As he continued, my brow progressively furrowed until it was a full-blown frown. I leaned over to the lieutenant colonel sitting next to me and whispered, “You know, I have a fairly robust vocabulary… and I don’t understand a single word of what he’s saying.” “That’s okay,” he replied. “He doesn’t, either. That’s what makes this job fun.”
I wish I could say that was my introduction to five-dollar words, but it wasn’t. When Mark Twain first warned, “Don’t use a five-dollar word when a fifty-cent word will do,” I think he underestimated our ability to ignore simple wisdom.
Why We Use Five-Dollar Words
Why do people feel compelled to use five-dollar words? In a 2006 article published in Applied Cognitive Psychology, Daniel Oppenheimer—a psychology professor at Carnegie Mellon University—acknowledged that while “most experts agree that clarity, simplicity, and parsimony are ideals” some people enjoy “deliberately using overly complex words… to sound more intelligent.” His article, aptly titled “Consequences of Erudite Vernacular Utilized Irrespective of Necessity,” drew on several experiments to illustrate the potential “negative consequences of needless complexity” in communicating. While some might interpret the use of five-dollar words as a sign of intelligence, the opposite is just as likely, especially when such words are habitually misused or used out of proper context. One of Oppenheimer’s experiments noted that over 86% of college students admitted to using complicated language to appear smarter to an instructor. Trust me when I say that it doesn’t work: when you write at a tenth-grade level, those words stand out like a sweaty lieutenant colonel in skin-tight BDUs.

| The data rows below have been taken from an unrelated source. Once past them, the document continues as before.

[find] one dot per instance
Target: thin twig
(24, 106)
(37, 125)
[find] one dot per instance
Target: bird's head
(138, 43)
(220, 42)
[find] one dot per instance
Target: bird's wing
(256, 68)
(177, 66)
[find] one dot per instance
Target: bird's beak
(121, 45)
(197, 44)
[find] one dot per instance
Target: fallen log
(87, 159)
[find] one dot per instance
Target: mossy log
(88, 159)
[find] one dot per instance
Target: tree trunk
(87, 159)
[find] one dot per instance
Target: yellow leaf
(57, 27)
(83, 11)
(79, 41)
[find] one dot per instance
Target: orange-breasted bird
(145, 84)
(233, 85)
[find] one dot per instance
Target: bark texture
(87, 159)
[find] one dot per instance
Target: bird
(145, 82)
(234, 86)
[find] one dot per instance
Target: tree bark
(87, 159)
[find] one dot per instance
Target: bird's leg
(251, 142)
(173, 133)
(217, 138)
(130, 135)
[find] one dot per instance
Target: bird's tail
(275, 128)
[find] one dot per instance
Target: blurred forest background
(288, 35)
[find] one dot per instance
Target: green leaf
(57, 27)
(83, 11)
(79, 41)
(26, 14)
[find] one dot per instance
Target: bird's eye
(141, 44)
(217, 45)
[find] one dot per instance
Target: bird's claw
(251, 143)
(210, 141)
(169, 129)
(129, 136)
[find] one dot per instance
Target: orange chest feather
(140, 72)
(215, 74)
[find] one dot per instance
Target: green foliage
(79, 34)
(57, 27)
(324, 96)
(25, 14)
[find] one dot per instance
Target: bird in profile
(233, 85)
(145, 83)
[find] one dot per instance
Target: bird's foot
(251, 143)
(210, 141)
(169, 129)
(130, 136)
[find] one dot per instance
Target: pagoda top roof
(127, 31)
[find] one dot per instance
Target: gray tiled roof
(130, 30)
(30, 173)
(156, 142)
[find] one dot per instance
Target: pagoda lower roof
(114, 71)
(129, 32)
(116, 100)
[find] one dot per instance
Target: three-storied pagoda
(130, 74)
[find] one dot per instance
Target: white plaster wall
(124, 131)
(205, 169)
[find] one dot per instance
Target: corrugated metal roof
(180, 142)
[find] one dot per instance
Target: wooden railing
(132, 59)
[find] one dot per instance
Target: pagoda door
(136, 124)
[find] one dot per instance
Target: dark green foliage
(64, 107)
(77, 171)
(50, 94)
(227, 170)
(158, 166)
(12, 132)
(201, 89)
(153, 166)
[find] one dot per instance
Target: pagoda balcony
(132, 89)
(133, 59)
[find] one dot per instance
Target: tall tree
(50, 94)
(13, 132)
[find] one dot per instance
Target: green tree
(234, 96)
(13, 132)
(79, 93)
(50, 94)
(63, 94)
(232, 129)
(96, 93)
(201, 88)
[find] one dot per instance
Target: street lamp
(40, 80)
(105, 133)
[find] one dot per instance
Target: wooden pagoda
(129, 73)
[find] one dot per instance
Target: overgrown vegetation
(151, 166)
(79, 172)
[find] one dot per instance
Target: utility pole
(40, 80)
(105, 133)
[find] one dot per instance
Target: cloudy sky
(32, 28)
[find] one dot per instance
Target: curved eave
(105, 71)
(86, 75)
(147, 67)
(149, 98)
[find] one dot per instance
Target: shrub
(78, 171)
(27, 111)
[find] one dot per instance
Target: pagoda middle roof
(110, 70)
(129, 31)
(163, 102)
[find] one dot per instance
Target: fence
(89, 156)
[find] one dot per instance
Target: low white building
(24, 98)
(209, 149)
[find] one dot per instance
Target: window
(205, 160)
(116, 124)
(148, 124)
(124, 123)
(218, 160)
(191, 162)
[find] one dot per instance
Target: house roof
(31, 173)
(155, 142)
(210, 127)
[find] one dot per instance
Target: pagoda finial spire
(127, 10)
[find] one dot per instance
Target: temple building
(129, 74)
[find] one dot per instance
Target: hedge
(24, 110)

But still we are not deterred. Our love affair with five-dollar words is, well… complicated. We like our five-dollar words. And no amount of public mockery will convince us to stop using them. Military doctrine and concepts are filled with them; why say “intuition” when “Recognition-Primed Decision Making” sounds so impressive?
And I’m as guilty as anyone. In the aftermath of the surge period during the Iraq war, the Army’s capstone concept introduced two new—and wholly undefined—terms: combined arms maneuver and wide area security. No one was quite sure what they were, but they were going to be quickly introduced into doctrine. Someone had to define them. That someone was me. “They don’t make any sense,” I told my boss when he informed me that we’d been tasked to write an article about them for Army magazine. He smiled, chuckled a little, and I got to work packing as many five-dollar words around an empty concept as I could muster. A few years later, someone with a little more authority than either of us realized that I was right, and they were quietly retired from the Army’s taxonomy (that’s a five-dollar word for “vocabulary”).

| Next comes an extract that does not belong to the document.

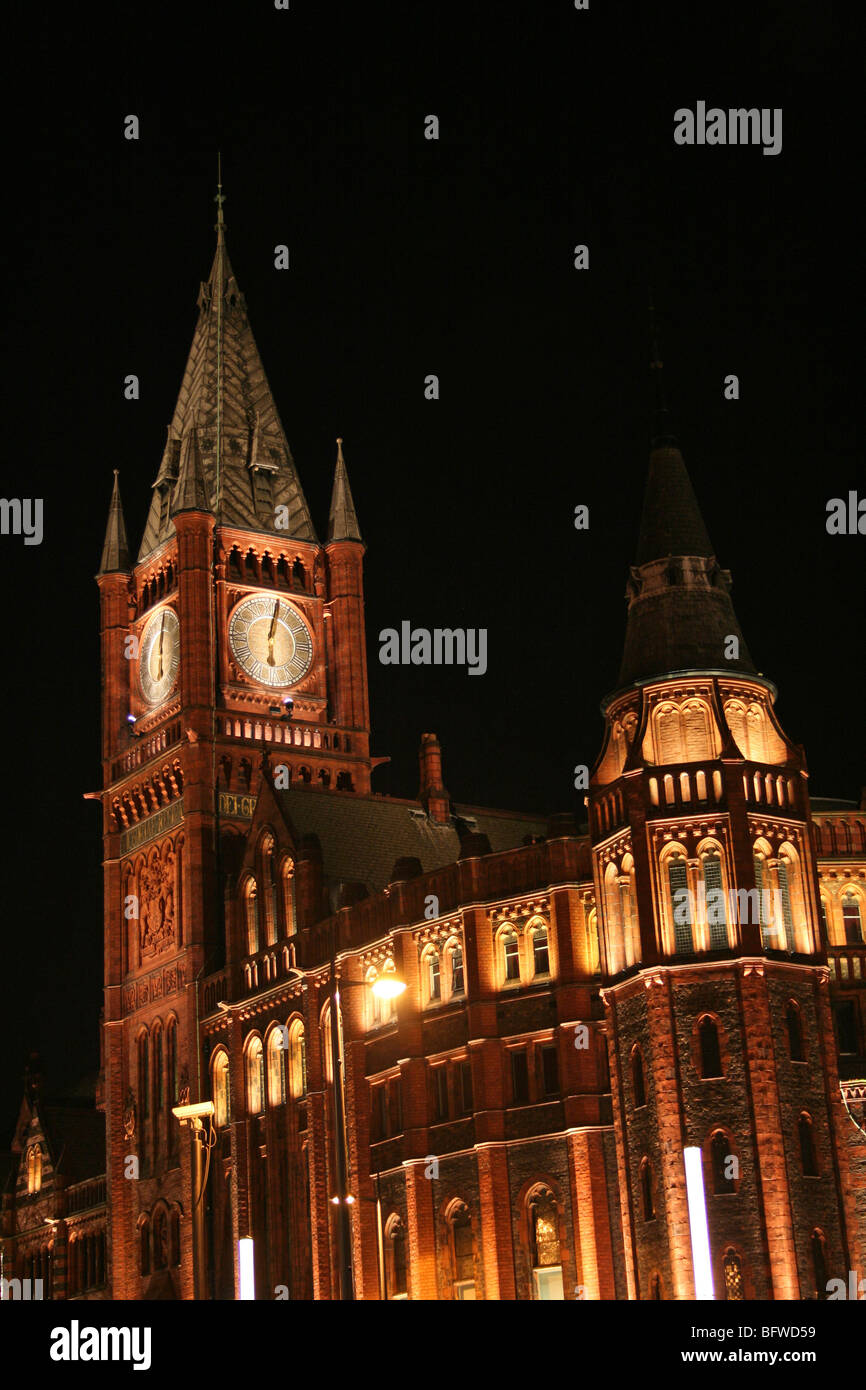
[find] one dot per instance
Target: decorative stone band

Our use of sesquipedalian (it’s a real word, trust me) prose—especially in the national security community—is often tied to budgets, which only exacerbates the issue. Whereas some people will use five-dollar words to appear more intelligent, others use them to create the illusion of something so new and revolutionary that it demands a deeper share of the budget. While the central ideas behind the Army’s AirLand Battle concept of the 1980s remain fundamental to maneuver warfare, the terms associated with them change roughly every ten years: essentially, becoming little more than old wine in a new skin. How does this manifest in the budget wars? Well, the defense contractor who sells the idea of the All-Domain Dynamic Johnson Rod Calibrator is going to be rich, that’s for sure.

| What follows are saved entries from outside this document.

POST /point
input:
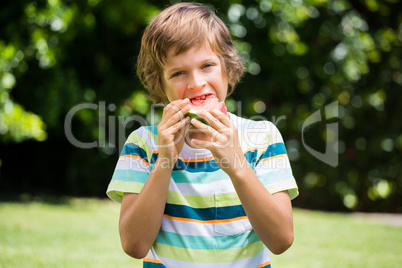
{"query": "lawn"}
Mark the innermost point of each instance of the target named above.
(83, 233)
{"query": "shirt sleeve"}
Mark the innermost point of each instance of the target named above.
(273, 166)
(133, 166)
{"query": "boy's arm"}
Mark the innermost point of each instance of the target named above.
(141, 214)
(269, 214)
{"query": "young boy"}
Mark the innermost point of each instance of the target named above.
(192, 194)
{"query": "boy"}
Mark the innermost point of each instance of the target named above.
(197, 195)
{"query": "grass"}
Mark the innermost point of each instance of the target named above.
(83, 233)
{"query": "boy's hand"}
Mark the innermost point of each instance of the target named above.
(172, 130)
(224, 140)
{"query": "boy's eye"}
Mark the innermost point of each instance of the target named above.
(207, 65)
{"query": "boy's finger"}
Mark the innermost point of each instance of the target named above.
(223, 118)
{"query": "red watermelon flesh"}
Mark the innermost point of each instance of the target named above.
(207, 103)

Bring Common Sense to the Table
Truth be told, using a five-dollar word when a five-cent word will do—or to illustrate a two-cent idea—doesn’t make you sound intelligent. It makes you look suspect. It makes you seem a little desperate. It signals both a lack of confidence and perhaps a certain level of insecurity. Twain, who had a remarkable talent for communicating common sense to the common man (or woman), understood this. But it’s something we forget to our own demise. When tempted to use a five-dollar work, don’t. Keep it simple. Use the five-cent word, instead. So, you don’t look ostentatious.